The informant's undercover activities have helped bring convictions of the top Russian nuclear executive in the United States, a Russian financier in New Jersey and the leader of an American uranium trucking company in a bribery/money laundering scheme. But the confidentiality agreement prevented him from telling Congress what he knows.
"The FBI has informed me that they are releasing my client from his NDA so that he can testify to Congress about his work uncovering the Russian nuclear bribery case and the efforts he witnessed by Moscow to gain influence with the Clintons in hopes of winning favorable uranium decisions from the Obama administration," the informant's lawyer, Victoria Toensing, told The Hill.
"He is now able and willing to talk with the congressional committees seeking his testimony, though I will be working with all parties to ensure his identity remains confidential to ensure his safety," she said.
Republicans in Congress have been interested in finding out what happened since 2015, when it was first reported that former President Bill Clinton was paid $500,000 by a Russian bank for a speech, in addition to donations sent to the Clinton Foundation charity while his wife, Hillary Clinton, was secretary of state.

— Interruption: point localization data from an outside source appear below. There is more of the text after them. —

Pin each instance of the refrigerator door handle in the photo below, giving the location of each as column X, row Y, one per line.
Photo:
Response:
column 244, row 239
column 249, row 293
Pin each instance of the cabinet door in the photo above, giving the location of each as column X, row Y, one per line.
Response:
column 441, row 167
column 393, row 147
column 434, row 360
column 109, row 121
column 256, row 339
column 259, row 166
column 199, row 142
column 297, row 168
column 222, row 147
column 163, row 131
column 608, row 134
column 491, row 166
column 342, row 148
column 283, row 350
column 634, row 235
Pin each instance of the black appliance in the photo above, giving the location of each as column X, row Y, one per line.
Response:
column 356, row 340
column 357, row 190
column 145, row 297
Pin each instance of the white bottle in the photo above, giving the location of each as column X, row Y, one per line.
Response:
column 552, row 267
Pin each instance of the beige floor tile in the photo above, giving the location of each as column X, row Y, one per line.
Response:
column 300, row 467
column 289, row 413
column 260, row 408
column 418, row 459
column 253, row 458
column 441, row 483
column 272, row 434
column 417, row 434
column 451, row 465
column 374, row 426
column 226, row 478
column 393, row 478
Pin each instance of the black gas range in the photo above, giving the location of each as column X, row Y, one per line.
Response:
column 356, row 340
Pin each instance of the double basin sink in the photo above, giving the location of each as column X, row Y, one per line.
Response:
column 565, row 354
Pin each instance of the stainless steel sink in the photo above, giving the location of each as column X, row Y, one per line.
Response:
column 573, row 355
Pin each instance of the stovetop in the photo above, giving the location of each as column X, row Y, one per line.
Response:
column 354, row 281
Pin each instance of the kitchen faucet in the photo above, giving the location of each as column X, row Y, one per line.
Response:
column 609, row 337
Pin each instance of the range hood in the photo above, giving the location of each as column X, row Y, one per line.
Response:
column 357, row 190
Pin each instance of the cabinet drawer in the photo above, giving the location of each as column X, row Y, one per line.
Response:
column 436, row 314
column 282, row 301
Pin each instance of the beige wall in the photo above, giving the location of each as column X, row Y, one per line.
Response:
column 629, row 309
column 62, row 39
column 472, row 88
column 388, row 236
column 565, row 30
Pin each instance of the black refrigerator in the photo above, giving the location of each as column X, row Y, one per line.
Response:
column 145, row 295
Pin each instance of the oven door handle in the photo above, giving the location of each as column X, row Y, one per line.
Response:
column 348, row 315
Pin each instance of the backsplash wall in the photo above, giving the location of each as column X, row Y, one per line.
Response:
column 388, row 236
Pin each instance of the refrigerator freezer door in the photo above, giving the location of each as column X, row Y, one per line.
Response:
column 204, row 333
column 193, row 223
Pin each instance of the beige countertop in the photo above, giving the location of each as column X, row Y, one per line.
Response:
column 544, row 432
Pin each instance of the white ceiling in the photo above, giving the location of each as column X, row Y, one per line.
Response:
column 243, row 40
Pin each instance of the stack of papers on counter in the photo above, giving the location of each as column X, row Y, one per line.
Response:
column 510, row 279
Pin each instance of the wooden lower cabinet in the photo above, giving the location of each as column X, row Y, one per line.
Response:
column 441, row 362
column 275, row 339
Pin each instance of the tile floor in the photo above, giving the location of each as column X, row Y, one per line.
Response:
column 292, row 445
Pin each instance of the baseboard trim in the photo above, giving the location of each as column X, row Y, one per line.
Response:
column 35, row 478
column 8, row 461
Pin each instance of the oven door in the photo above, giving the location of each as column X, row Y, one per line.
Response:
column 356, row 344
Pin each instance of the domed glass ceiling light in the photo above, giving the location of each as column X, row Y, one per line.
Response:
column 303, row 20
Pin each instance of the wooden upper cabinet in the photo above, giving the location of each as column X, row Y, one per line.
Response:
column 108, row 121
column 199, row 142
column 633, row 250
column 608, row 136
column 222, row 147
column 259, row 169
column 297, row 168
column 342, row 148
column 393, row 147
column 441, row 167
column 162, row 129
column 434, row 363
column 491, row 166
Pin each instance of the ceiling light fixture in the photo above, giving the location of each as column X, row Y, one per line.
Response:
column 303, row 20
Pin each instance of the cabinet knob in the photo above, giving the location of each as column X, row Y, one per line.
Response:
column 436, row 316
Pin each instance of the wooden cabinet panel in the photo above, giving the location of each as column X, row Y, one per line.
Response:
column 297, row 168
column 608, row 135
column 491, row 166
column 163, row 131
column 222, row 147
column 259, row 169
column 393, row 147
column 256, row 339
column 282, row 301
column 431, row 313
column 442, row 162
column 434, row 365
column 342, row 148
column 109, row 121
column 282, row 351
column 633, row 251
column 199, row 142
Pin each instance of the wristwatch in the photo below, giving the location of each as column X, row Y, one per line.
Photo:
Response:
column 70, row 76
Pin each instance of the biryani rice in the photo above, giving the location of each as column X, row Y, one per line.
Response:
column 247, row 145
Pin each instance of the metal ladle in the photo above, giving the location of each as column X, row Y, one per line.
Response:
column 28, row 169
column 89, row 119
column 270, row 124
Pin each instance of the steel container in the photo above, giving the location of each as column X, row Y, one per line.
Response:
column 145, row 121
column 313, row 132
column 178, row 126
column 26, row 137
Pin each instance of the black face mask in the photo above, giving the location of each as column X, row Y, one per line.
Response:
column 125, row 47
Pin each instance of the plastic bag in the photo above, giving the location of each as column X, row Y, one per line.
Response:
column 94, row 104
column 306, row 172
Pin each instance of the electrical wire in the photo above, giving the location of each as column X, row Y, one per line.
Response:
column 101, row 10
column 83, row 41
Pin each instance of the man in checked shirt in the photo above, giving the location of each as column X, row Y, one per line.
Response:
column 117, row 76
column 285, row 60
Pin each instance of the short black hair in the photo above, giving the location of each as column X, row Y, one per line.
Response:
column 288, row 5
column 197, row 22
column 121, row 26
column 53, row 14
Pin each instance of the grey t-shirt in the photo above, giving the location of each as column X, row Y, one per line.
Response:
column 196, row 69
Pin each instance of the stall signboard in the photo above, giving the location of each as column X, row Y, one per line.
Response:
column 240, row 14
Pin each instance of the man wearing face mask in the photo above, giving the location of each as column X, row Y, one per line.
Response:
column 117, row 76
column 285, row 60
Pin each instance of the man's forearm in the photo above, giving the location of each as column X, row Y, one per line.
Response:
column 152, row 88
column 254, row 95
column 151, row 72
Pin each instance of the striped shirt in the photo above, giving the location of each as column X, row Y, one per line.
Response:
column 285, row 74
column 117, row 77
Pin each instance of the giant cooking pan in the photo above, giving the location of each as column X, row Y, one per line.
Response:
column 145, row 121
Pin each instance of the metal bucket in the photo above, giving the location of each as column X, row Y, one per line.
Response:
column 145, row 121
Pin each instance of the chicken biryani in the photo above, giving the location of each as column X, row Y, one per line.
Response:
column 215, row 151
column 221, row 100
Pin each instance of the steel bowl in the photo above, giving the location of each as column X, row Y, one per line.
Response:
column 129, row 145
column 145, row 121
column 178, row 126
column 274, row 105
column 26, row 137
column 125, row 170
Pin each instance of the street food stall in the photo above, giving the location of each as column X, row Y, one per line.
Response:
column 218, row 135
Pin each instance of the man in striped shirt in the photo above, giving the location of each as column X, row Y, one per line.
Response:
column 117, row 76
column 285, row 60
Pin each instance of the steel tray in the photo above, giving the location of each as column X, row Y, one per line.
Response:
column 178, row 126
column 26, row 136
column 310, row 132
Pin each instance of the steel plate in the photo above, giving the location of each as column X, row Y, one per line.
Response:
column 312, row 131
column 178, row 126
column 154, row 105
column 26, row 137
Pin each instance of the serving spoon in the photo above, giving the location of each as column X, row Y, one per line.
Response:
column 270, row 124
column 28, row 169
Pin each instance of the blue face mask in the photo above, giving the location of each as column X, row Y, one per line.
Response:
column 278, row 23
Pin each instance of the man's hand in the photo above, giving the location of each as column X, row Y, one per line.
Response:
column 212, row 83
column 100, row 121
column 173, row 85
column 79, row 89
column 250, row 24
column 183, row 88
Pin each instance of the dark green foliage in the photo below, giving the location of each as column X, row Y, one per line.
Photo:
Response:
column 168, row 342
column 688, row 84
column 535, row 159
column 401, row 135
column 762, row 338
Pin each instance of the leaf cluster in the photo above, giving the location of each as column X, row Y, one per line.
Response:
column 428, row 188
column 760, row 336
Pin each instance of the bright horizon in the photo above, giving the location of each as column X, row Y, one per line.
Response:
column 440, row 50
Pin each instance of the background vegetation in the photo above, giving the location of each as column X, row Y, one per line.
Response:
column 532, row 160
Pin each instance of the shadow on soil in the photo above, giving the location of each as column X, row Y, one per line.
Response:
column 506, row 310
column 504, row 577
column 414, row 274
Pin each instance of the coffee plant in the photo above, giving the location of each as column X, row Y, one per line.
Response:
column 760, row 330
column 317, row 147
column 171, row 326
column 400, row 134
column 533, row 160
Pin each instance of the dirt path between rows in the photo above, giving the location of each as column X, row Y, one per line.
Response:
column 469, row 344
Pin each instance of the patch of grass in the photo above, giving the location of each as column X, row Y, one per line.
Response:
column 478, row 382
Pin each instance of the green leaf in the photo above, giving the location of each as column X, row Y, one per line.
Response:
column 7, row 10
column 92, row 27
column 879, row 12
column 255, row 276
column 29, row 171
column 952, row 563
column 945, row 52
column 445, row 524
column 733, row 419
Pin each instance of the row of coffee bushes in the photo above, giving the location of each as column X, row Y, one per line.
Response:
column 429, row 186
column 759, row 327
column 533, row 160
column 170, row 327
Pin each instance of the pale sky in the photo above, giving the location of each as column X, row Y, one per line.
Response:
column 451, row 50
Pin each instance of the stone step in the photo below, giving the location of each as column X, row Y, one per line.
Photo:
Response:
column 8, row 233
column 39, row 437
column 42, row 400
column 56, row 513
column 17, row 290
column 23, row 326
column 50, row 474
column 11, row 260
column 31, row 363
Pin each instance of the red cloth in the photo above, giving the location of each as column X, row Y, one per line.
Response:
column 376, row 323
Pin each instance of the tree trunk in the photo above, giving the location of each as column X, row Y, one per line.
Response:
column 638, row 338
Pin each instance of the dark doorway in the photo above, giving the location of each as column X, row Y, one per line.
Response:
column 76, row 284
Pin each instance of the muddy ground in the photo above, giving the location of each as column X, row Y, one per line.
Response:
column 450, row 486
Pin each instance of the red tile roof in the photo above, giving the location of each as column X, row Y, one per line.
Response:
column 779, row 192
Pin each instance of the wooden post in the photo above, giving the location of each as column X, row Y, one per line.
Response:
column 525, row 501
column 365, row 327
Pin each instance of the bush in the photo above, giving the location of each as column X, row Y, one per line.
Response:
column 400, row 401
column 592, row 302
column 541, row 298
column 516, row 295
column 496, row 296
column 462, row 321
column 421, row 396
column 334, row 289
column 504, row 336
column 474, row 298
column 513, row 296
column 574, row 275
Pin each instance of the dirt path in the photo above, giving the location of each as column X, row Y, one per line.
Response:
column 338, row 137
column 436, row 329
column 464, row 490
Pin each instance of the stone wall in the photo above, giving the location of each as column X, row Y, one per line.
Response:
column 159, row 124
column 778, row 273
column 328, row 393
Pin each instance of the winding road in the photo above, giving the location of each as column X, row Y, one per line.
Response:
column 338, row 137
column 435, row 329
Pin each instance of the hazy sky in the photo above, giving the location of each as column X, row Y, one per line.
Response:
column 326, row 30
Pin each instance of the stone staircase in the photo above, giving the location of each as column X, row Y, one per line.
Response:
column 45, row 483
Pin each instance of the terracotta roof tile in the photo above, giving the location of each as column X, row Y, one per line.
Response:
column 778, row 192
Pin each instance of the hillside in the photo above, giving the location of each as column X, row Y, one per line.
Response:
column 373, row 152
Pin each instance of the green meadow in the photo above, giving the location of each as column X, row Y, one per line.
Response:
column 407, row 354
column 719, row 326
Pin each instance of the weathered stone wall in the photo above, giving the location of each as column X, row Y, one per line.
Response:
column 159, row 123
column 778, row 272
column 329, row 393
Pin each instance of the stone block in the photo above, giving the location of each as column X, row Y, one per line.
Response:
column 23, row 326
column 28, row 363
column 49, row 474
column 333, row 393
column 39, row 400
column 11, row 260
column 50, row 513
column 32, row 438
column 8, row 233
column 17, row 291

The donations raised red flags among many congressional Republicans at the time, but the Obama administration said it saw no reason to block the deals, which gave Russian President Vladimir Putin control of 20 percent of the U.S. uranium stockpile. No evidence was reported that Clinton was influenced by the donations or her husband's speaking fee.
Uranium One has come back into the spotlight after a series of articles in The Hill that the FBI had gathered information on the bribery scheme that its informant was involved in before the decisions were made to grant Russia control over American uranium.